Historic house in Nebraska, United States

The Bradford–Pettis House is a historic house located at 400 South 39th Street in Midtown Omaha, Nebraska. It was designated an Omaha Landmark on February 26, 1980, and added to the National Register of Historic Places on July 21, 1983.

==About==
The Bradford–Pettis House is a combination of Prairie School and Georgian Revival architecture.
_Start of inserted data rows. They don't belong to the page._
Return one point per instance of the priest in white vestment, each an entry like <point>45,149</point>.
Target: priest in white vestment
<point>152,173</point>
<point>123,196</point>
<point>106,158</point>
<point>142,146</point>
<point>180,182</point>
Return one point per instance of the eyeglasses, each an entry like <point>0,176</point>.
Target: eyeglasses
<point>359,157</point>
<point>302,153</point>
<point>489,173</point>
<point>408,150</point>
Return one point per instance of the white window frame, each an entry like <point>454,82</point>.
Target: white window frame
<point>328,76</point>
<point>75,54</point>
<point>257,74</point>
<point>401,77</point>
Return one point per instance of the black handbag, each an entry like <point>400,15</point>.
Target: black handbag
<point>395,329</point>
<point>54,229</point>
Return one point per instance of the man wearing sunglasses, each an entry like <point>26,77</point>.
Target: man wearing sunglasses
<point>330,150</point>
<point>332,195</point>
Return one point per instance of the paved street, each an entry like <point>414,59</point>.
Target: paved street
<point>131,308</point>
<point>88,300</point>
Interior amenities include leaded and stained glass, and inlaid wood and tile-faced fireplaces. It was originally designed in 1910 by Omaha-based architect, John McDonald, for the owner of one of the largest wholesale lumber businesses in the west in the early twentieth century, Dana C. Bradford. His firm was the Bradford-Kennedy Lumber Company. After his death in 1923, Bradford's widow, Savilla King Bradford, married Edward Fitch Pettis, the secretary-treasurer of the J. L. Brandeis and Sons Store. As her husband, Edward F. Pettis, was instrumental in the early development of the College World Series. Mrs. Bradford Pettis was a paternal aunt of Gerald R. Ford, Jr., who was born Leslie Lynch King, Jr. in Omaha in 1913.

The house later became an antiques store and a Montessori educational center. In 1964, Louis and Jack Drew renovated the residence to house their antiques business, Drew Antiques and Art Objects. In 1981, it became the House of Montessori. In 1982 the house was the Omaha Symphony's Designer Showhouse.